On Thu, Sep 19, 2013 at 11:53:24AM +0930, Rusty Russell wrote:
> "Michael S. Tsirkin" <
mst@redhat.com> writes:
> > - split data path, common config and device specific config
> > - support for new VQ layout
> >
> > VIRTIO-21
> >
> > Signed-off-by: Michael S. Tsirkin <
mst@redhat.com>
> >
> > ---
> >
> > changes from v2:
> > pci: add support for queue size negotiation
> > Make it possible for guest to use a smaller queue size than the
> > maximum with virtio over PCI (MMIO already has this ability).
> >
> > clarify that device status 0 resets the device
> >
> > changes from v1:
> > minimal patchset,
> > stripped all controversial changes away:
> > endian-ness, framing, revision id, config based access.
> >
> > made some minor clarifications
> > ---
> > virtio-v1.0-wd01-part1-specification.txt | 331 ++++++++++++++++++++++++++++---
> > 1 file changed, 308 insertions(+), 23 deletions(-)
> >
> > diff --git a/virtio-v1.0-wd01-part1-specification.txt b/virtio-v1.0-wd01-part1-specification.txt
> > index b4298bb..e6e7eee 100644
> > --- a/virtio-v1.0-wd01-part1-specification.txt
> > +++ b/virtio-v1.0-wd01-part1-specification.txt
> > @@ -684,9 +684,145 @@ for informational purposes by the guest).

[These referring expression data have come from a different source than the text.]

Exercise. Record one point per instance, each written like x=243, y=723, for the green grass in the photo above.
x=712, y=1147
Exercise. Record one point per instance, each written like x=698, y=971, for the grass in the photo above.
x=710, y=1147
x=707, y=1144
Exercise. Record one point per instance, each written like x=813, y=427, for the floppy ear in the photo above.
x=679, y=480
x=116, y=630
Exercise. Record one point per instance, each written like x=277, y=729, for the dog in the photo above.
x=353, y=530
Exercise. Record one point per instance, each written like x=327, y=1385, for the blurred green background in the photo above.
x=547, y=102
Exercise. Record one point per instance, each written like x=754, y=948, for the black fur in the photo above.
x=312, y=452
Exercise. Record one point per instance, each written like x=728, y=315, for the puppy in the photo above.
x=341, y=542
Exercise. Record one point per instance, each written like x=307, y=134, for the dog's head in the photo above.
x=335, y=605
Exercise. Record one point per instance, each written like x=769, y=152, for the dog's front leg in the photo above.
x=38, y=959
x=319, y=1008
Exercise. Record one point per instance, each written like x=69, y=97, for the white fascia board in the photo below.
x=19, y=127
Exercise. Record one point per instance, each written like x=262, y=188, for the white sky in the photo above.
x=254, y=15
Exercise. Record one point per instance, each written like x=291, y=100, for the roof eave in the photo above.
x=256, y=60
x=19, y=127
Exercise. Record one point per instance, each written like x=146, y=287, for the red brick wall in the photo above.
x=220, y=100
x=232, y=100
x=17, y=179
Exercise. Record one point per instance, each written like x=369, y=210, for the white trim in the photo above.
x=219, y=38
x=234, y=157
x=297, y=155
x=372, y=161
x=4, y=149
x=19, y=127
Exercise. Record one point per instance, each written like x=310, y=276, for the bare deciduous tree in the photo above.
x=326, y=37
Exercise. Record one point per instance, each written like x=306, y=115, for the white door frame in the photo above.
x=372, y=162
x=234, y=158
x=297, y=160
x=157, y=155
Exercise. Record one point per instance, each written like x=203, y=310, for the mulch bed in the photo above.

> > 2.3.1.2. PCI Device Layout
> > -------------------------
> >
> > -To configure the device, we use the first I/O region of the PCI
> > -device. This contains a virtio header followed by a
> > -device-specific region.
> > +To configure the device,
> > +use I/O and/or memory regions and/or PCI configuration space of the PCI device.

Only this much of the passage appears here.